\(\left\langle {\Psi}\middle|{\Psi}\right\rangle =1\) Identify and discuss the dimensions of \(\left|{\Psi}\right\rangle \).
Taking the Hermitian adjoint of a ket does not change the dimensions/units of the ket, so since the bracket is dimensionless, the ket \(\left|{\psi}\right\rangle \) is also dimensionless.
For a spin-\(\frac{1}{2}\) system, \(\left\langle {\Psi}\middle|{+}\right\rangle \left\langle {+}\middle|{\Psi}\right\rangle + \left\langle {\Psi}\middle|{-}\right\rangle \left\langle {-}\middle|{\Psi}\right\rangle =1\). Identify and discuss the dimensions of \(\left|{+}\right\rangle \) and \(\left|{-}\right\rangle \).
Similar to the previous part, each term of the left hand side must be dimensionless. Therefore, the spin states \(\left|{+}\right\rangle \), and \(\left|{-}\right\rangle \) are both dimensionless.
In the position basis \(\int \left\langle {\Psi}\middle|{x}\right\rangle \left\langle {x}\middle|{\Psi}\right\rangle dx = 1\). Identify and discuss the dimesions of \(\left|{x}\right\rangle \).
Here, the integral is dimensionless, but the \(dx\) introduces dimensions of length.

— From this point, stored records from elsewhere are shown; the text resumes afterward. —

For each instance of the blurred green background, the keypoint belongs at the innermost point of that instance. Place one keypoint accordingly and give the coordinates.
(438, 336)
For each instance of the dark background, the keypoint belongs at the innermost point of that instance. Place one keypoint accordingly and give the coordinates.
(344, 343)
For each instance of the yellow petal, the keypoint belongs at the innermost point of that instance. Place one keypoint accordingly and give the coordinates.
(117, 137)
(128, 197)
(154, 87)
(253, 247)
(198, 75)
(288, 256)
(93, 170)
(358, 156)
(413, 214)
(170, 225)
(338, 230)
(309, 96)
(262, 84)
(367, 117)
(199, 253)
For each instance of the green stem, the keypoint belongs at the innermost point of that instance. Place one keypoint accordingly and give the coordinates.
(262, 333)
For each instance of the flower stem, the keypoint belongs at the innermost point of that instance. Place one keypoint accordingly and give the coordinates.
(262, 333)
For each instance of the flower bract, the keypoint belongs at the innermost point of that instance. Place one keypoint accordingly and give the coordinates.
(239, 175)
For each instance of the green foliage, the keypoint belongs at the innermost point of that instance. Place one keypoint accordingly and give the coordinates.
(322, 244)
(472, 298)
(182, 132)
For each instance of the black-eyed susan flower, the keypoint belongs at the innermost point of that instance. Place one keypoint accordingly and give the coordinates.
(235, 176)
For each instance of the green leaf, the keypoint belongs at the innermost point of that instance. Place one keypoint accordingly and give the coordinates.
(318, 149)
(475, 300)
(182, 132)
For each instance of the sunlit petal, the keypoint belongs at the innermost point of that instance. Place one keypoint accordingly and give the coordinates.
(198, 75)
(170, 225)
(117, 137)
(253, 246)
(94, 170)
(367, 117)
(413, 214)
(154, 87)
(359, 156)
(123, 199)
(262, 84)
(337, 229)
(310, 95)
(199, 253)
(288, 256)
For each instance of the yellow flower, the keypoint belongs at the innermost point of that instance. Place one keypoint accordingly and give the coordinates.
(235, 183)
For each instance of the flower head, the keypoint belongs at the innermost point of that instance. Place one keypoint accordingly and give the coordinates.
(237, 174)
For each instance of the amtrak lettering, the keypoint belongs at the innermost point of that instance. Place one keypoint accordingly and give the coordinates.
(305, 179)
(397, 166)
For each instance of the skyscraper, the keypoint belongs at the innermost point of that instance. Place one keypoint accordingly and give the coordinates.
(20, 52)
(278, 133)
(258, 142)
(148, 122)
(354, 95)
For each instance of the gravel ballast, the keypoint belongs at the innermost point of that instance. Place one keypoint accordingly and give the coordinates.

We already know the \(\left|{\Psi}\right\rangle \) is dimensionless, so \(\left|{x}\right\rangle \) must have dimensions of inverse square root length, \(1/\sqrt{L}\).
\[\int \left\langle {\Psi}\right|\underbrace{\left|{x}\right\rangle }_{(\frac{1}{\sqrt{L}})}\underbrace{\left\langle {x}\right|}_{(\frac{1}{\sqrt{L}})}\left|{\Psi}\right\rangle \underbrace{dx}_{L} = 1\]